While in Bettini’s competent hands the anthropology of translation opens up literary texts to historical analysis in ways that I personally found rewarding and stimulating, it may find its critics among some more historically minded readers. When, for example, in reconstructing the interpretation of Terence’s prologues recourse is made to the commentary by Aelius Donatus (whose pupil, Jerome, was one of the most renowned biblical translators in antiquity), one is left wondering how Donatus’ own historical perspective might have influenced his approach to the phrase bene vertere. However, Bettini is well aware of the historical nuances and the dangers of flattening the historical and cultural layers within antiquity. When, for example, he argues that Terence’s appropriation of Menander is not to be framed as an instance of furtum, because the borders of literary property in Roman culture do not extend to texts in foreign languages, he supplements the observation with a full note on the accusation of plagiarism moved against Virgil for his use of Homeric models. Here, however, though Bettini himself argues for historical change, one is left wanting a deeper engagement with the questions of the development of notions of literary property and originality over time and their relation to translation practices.6
Nonetheless, this book’s sophistication and breadth is further testimony to the author’s unique ability to stimulate thought and open new avenues of investigation. At the heart of Bettini’s approach lies a belief that culture is essentially discourse: if a society is understood as the system of symbols through which it represents itself, then the role of the cultural historian is that of teasing out the metaphors that structure and inform a culture’s experience of the world. In Bettini’s approach, therefore, language itself is historical evidence; the metaphors through which language operates can never be presumed to be “dead” or “accidental” but rather are alive with meaningful cultural associations, which both reflect and mold their users’ beliefs. The book is thus a recommended read for anyone interested in the history of translation, semiotics and literary criticism, and above all for classicists interested in the “future of philology”7 and the possibilities (and limitations) of using literary texts as part of a cultural narrative.
Notes
1. The Ears of Hermes: Communication, Images and Identity in the Classical World (Columbus, OH: 2011); The Portrait of the Lover (Berkeley: 1999); Anthropology and Roman Culture: Kinship, Time and Images of the Soul (Baltimore: 1991).
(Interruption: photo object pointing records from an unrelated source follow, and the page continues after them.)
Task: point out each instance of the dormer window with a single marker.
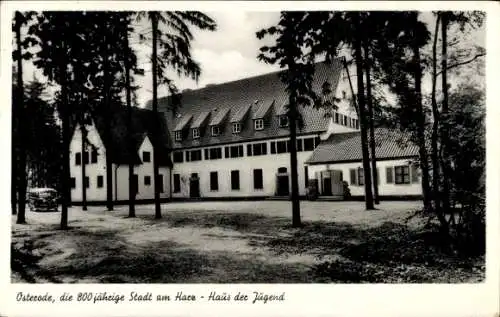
(259, 124)
(236, 127)
(178, 135)
(283, 121)
(196, 133)
(215, 130)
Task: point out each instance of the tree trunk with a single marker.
(296, 221)
(107, 115)
(362, 119)
(371, 120)
(84, 174)
(420, 120)
(445, 198)
(131, 185)
(21, 214)
(435, 124)
(154, 22)
(66, 190)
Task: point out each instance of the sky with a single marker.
(227, 54)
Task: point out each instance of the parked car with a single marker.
(43, 199)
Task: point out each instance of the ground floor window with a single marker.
(235, 180)
(258, 182)
(177, 183)
(100, 181)
(402, 174)
(214, 181)
(159, 179)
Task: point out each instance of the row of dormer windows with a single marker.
(235, 151)
(236, 128)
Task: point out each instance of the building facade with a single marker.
(231, 141)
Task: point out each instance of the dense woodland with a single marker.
(89, 58)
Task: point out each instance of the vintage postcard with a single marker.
(250, 158)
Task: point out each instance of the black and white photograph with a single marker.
(246, 146)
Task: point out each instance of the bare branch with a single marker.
(463, 63)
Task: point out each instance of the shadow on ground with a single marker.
(390, 252)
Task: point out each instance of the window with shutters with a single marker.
(100, 181)
(177, 183)
(259, 124)
(258, 182)
(78, 158)
(402, 174)
(214, 181)
(235, 180)
(178, 157)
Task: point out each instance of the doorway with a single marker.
(194, 186)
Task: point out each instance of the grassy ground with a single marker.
(236, 242)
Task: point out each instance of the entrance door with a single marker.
(327, 186)
(194, 186)
(283, 185)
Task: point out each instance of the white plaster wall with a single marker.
(145, 169)
(268, 163)
(119, 172)
(384, 188)
(92, 170)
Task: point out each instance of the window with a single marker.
(178, 157)
(178, 135)
(93, 158)
(259, 124)
(214, 181)
(309, 144)
(273, 147)
(235, 180)
(283, 121)
(213, 153)
(258, 182)
(234, 151)
(215, 130)
(357, 176)
(78, 158)
(236, 127)
(402, 174)
(193, 155)
(196, 133)
(159, 179)
(281, 147)
(100, 181)
(361, 176)
(299, 145)
(177, 183)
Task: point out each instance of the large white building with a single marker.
(231, 141)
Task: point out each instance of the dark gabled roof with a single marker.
(184, 120)
(346, 147)
(142, 125)
(263, 109)
(219, 116)
(240, 114)
(238, 97)
(200, 120)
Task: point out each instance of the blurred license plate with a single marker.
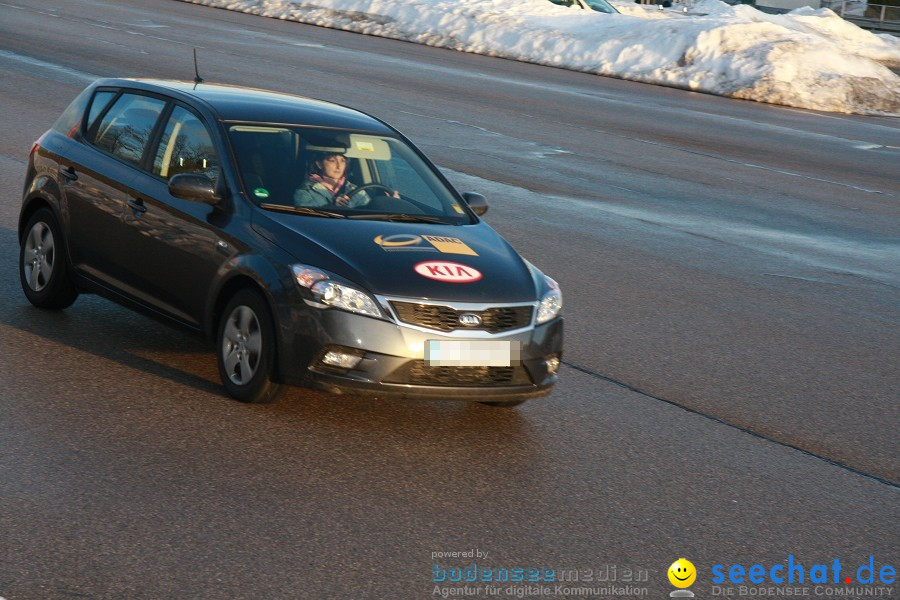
(471, 353)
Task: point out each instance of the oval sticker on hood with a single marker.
(447, 271)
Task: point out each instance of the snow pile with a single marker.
(807, 58)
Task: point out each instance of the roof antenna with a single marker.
(197, 78)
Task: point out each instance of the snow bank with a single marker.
(807, 58)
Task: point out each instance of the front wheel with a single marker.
(246, 349)
(43, 271)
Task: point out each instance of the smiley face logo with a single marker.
(682, 573)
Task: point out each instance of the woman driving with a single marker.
(327, 184)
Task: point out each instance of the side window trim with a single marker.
(156, 138)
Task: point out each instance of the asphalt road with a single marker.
(731, 275)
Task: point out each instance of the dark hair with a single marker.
(319, 157)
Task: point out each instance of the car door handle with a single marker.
(69, 173)
(137, 205)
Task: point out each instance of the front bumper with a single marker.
(393, 365)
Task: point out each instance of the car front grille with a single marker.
(417, 373)
(446, 318)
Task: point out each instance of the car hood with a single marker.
(466, 263)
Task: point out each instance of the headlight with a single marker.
(329, 292)
(551, 303)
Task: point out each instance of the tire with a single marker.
(245, 349)
(44, 265)
(503, 403)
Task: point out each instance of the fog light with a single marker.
(343, 360)
(552, 363)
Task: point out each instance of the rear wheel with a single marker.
(246, 349)
(43, 269)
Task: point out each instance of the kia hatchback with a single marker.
(314, 243)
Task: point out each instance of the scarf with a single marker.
(334, 186)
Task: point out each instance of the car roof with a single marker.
(236, 103)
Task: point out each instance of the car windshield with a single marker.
(601, 6)
(327, 173)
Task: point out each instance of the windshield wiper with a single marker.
(401, 217)
(303, 210)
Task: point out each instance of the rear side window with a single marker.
(185, 147)
(69, 122)
(101, 100)
(125, 129)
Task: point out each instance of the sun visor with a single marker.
(368, 146)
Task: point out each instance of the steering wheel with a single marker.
(370, 186)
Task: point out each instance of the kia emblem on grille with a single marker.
(469, 320)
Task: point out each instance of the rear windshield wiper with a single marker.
(303, 210)
(401, 217)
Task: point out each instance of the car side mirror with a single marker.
(195, 187)
(476, 202)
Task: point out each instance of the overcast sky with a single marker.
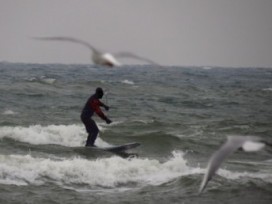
(171, 32)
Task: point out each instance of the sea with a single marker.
(180, 115)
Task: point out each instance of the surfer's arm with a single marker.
(95, 105)
(104, 105)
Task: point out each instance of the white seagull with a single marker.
(99, 57)
(233, 143)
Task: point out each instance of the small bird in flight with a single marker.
(233, 143)
(99, 57)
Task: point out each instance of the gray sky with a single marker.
(171, 32)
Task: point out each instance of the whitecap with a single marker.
(105, 172)
(128, 82)
(66, 135)
(9, 112)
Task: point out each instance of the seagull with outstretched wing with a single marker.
(233, 143)
(99, 57)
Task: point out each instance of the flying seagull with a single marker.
(233, 143)
(99, 57)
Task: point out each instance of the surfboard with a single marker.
(118, 148)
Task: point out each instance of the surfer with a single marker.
(93, 105)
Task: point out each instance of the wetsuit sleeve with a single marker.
(95, 105)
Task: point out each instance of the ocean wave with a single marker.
(42, 79)
(66, 135)
(126, 81)
(105, 172)
(9, 112)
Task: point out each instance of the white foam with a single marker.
(128, 82)
(105, 172)
(9, 112)
(267, 89)
(66, 135)
(265, 176)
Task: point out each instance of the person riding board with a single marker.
(93, 106)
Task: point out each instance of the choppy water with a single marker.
(180, 115)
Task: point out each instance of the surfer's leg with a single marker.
(93, 130)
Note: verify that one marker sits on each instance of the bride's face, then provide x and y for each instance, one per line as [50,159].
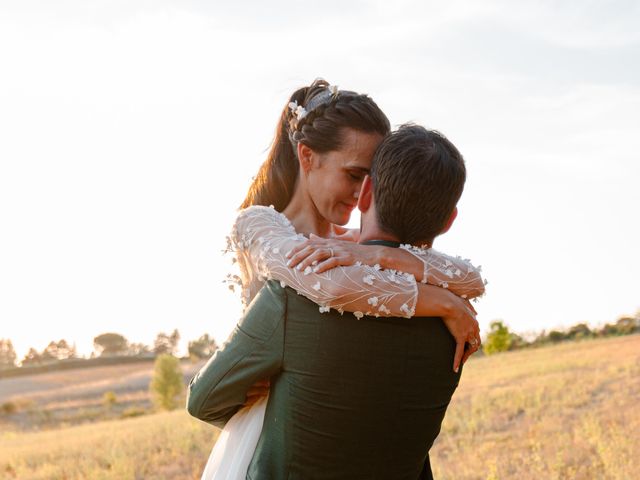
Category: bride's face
[334,178]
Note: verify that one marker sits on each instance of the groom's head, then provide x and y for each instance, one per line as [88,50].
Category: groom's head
[416,180]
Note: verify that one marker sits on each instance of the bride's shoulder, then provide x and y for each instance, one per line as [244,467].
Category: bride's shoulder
[259,215]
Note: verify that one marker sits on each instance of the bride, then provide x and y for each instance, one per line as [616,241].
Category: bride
[290,229]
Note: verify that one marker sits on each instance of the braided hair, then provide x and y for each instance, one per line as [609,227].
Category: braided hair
[321,129]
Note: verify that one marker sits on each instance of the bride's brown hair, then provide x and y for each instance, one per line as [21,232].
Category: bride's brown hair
[320,130]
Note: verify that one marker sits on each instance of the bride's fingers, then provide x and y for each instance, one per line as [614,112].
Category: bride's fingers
[333,262]
[299,256]
[458,355]
[298,248]
[313,259]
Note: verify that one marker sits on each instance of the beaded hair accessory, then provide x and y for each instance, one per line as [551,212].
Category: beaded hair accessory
[325,97]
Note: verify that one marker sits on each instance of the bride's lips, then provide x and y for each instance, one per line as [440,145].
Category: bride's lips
[348,206]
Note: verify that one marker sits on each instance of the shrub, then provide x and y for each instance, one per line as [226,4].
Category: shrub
[109,398]
[166,384]
[498,339]
[8,408]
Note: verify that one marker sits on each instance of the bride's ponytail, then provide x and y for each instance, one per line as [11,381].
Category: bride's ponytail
[320,128]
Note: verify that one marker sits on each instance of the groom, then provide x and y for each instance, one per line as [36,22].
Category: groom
[349,399]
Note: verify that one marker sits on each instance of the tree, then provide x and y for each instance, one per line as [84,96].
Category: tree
[60,350]
[498,339]
[579,331]
[166,344]
[31,358]
[7,354]
[110,344]
[202,347]
[556,336]
[166,383]
[136,349]
[627,325]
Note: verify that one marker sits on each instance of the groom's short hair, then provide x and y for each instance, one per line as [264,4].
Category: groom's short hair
[418,177]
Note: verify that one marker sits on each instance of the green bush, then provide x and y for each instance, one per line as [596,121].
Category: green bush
[499,338]
[7,408]
[166,384]
[109,398]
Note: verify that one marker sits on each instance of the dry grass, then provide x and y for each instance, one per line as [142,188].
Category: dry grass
[561,412]
[161,446]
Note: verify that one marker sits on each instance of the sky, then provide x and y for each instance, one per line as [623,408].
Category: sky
[130,130]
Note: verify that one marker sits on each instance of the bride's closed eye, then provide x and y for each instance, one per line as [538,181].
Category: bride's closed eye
[356,176]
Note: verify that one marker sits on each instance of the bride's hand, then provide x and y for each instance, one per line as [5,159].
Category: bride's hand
[323,254]
[257,391]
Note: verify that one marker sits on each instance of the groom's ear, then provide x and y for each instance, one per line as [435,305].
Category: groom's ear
[453,216]
[366,194]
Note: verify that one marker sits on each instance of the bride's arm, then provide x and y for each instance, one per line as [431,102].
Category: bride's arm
[425,264]
[263,237]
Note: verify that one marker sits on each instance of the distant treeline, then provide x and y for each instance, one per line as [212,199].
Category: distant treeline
[501,339]
[109,349]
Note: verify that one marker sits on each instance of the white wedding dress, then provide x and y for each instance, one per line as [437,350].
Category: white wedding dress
[260,239]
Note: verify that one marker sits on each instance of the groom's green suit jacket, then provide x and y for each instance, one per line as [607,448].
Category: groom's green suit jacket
[350,399]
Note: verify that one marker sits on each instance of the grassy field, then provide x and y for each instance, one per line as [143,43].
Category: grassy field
[562,412]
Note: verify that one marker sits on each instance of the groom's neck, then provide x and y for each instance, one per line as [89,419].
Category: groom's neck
[370,230]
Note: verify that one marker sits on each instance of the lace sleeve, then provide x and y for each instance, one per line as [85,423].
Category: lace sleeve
[262,236]
[453,273]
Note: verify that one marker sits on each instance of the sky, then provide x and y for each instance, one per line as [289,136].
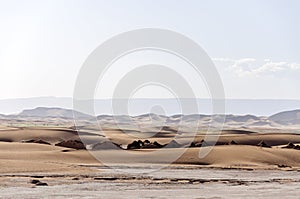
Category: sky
[254,44]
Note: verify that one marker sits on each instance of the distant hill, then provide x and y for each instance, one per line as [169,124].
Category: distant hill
[286,117]
[257,107]
[42,112]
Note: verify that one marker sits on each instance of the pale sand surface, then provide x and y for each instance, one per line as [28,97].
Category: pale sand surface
[76,173]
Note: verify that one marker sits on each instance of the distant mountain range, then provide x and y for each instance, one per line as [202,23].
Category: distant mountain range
[285,118]
[257,107]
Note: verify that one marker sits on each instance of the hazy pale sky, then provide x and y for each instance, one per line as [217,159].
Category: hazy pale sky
[254,44]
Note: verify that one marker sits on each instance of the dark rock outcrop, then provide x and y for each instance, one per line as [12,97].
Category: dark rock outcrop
[74,144]
[36,141]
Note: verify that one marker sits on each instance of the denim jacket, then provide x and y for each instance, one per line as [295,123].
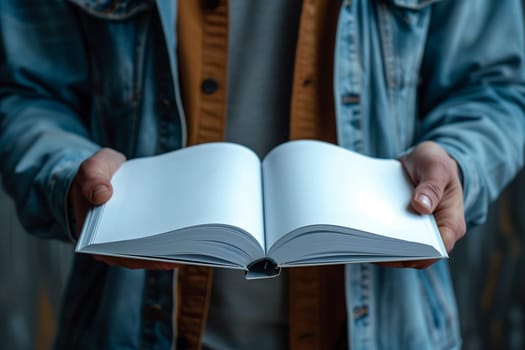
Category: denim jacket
[79,74]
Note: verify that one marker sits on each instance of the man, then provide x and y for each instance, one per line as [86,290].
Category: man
[437,83]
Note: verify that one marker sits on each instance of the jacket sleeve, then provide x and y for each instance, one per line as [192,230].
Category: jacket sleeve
[473,94]
[43,106]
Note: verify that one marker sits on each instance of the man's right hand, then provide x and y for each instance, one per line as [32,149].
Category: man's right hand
[91,187]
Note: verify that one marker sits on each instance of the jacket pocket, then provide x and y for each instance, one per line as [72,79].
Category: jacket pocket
[114,9]
[439,307]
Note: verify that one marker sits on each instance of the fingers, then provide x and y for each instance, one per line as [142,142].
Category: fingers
[431,170]
[415,264]
[94,175]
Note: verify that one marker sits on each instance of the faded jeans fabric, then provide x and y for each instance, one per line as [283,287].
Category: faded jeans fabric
[81,74]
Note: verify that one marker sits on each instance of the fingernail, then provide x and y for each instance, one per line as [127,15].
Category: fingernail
[423,199]
[100,189]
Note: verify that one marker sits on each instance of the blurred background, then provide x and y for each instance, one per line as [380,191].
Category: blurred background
[33,273]
[487,267]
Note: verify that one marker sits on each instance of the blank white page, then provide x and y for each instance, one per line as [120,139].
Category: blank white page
[214,183]
[312,183]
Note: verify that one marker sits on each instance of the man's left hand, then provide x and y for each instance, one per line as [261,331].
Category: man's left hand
[437,191]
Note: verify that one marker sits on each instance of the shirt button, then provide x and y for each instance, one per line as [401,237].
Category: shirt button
[209,86]
[153,312]
[211,4]
[182,342]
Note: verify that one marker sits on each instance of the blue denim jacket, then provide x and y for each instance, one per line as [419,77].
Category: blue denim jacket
[81,74]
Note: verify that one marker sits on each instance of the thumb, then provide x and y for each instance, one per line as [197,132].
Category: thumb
[427,194]
[94,175]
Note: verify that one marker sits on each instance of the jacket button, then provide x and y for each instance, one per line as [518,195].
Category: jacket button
[209,86]
[153,312]
[182,342]
[211,4]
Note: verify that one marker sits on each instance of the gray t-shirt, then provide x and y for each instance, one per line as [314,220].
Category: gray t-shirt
[262,39]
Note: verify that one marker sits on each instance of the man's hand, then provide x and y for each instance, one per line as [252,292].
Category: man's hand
[91,186]
[438,190]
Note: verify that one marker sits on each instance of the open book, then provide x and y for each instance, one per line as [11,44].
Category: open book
[217,204]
2. L. Venuti, “Translation, Interpretation and Canon Formation”, in A. Lanieri and V. Zajko, Translation and the Classics: Identity as Change in the History of Culture (Oxford: 2008).
3. L. Venuti, The Scandals of Translation: Towards an Ethics of Difference (London and New York: 1998).
4. For a short but comprehensive introduction to Bettini’s anthropology of the Classics see M. Bettini, “Anthropology” in A. Barchiesi and W. Scheidel, The Oxford Handbook of Roman Studies (Oxford: 2010).
5. See for example J. Adams, Bilingualism and the Latin Language (Cambridge: 2008); J. Adams, M. Janse, S. Swain (eds.), Bilingualism in Ancient Society: Language Contact and the Written Text (Oxford: 2002).
6. For which, see now S. McGill, Plagiarism in Latin Literature (Cambridge. 2012).
7. S. Pollock, “Future Philology? The fate of a soft science in a hard world,” Critical Inquiry 35.4, 2009, The Fate of Disciplines, edited by J. Chandler and A. I. Davidson, 931-61.